Brammall: “Harri’s allergic to doggy style.”

Dyer: “I was allergic to doing a show that felt doggy.”

Brammall: “The style of dog. Print this.”

Dyer says, “Stop saying style in the same sentence as dog. I didn’t want it to be that. I didn’t want it to be wacky.”

Brammall: “It’s a minor miracle anything of quality ever gets made, and after everything you do, and all the incredible people collaborating with us, we didn’t want people to go, ‘Eh, it’s fine.’”

Dyer: “That was my terror. I’d rather someone go ‘I didn’t really like that show’ than be ambivalent. So I was nervous.”

Their instincts paid off; the series has a 100% fresh critics’ score on Rotten Tomatoes. They just completed work on Season 2 in Sydney.

“We had a date last night for the first time in six months,” Brammall says. Adds Dyer, “We’ve gotta take care of the union, because our daughter tries to rip it apart.”
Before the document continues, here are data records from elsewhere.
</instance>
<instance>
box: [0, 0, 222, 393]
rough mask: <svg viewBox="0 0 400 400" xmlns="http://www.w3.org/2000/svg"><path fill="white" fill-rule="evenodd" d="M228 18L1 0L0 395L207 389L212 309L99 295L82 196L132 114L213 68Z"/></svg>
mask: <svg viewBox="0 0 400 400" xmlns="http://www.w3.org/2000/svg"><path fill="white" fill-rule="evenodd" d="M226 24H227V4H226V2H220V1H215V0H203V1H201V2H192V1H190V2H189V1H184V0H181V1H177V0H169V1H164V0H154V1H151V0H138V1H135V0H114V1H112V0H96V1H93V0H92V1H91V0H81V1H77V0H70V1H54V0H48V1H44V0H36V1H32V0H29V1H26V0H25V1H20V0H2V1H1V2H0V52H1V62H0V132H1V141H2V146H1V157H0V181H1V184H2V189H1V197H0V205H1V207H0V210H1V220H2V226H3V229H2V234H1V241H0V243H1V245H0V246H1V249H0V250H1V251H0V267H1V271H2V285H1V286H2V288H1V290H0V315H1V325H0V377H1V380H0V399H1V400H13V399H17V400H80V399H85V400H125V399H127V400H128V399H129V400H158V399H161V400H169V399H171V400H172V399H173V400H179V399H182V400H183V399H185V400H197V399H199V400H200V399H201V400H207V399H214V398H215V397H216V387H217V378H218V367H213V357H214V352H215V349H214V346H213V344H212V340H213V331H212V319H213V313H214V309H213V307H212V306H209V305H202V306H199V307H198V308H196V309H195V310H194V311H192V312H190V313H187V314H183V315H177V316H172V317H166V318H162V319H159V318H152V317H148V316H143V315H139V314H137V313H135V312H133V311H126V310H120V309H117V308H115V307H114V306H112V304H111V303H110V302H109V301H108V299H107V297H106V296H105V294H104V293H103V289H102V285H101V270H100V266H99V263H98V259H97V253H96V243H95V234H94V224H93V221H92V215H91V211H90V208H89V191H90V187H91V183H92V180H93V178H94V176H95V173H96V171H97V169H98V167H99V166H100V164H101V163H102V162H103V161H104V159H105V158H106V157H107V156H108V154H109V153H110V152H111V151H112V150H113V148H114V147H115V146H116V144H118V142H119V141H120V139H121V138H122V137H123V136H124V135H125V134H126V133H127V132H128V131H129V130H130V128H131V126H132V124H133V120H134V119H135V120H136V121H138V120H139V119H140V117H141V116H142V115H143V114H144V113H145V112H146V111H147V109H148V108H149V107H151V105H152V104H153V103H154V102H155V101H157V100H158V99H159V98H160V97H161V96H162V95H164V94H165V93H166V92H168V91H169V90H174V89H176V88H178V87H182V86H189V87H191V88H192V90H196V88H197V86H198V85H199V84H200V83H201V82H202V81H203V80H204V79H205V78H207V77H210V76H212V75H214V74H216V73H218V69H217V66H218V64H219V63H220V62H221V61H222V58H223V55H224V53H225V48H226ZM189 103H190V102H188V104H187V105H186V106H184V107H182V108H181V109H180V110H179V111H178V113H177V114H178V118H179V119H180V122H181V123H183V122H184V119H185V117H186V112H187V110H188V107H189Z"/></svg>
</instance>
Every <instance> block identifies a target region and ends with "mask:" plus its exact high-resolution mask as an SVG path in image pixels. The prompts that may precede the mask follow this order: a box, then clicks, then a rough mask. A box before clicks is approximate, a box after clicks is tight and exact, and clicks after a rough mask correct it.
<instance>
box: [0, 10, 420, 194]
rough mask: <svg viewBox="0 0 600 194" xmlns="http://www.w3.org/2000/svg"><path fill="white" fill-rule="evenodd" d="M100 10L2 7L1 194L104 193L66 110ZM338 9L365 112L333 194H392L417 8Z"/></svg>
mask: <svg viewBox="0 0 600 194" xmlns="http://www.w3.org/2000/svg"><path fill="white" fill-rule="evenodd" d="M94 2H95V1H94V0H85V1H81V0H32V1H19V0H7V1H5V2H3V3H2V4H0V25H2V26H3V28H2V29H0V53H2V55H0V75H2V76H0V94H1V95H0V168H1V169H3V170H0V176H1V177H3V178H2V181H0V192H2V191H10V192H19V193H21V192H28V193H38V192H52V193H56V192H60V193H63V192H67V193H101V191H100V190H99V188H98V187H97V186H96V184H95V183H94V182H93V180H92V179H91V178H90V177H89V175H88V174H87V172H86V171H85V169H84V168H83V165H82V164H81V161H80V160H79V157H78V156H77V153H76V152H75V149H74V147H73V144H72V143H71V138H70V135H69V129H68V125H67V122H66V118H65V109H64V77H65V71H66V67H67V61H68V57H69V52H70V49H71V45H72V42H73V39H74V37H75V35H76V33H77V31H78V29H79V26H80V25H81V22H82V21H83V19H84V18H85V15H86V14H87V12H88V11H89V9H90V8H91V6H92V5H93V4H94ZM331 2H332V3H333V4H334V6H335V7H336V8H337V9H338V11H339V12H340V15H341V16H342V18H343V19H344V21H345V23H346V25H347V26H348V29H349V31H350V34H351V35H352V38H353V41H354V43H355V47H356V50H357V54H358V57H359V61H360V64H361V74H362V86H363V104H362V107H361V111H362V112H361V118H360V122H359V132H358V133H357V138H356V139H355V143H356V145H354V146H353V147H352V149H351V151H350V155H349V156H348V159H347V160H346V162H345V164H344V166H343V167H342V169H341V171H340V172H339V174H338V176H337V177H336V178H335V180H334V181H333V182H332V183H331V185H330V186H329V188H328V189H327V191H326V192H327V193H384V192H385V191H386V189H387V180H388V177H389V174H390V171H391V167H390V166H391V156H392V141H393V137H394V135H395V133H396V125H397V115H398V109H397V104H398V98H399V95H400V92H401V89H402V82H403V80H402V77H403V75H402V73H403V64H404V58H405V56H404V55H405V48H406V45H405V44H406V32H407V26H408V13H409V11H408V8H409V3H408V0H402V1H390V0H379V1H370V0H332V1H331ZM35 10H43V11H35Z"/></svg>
Says Brammall, “That’s her job.”

They’re now fielding requests to be showrunners on other projects, “and that’s so amazing, I’m pinching myself,” Dyer says. But they’ll have to feel as strongly about any new project as they do about “Colin” to say yes. Meanwhile, they need a break. “We’re so over the moon that this little accident of a TV show has done well and people want to work with us, but we just need to navel gaze for a minute and work out what that next thing is,” she says. “Also, we want to do a Season 3, because the way we’ve left Season 2, people are gonna be mad.”

Adds Brammall, “Yeah, so hopefully the commissioning network gets on board. But we just need to fill the tanks again. That’s how we protect us.”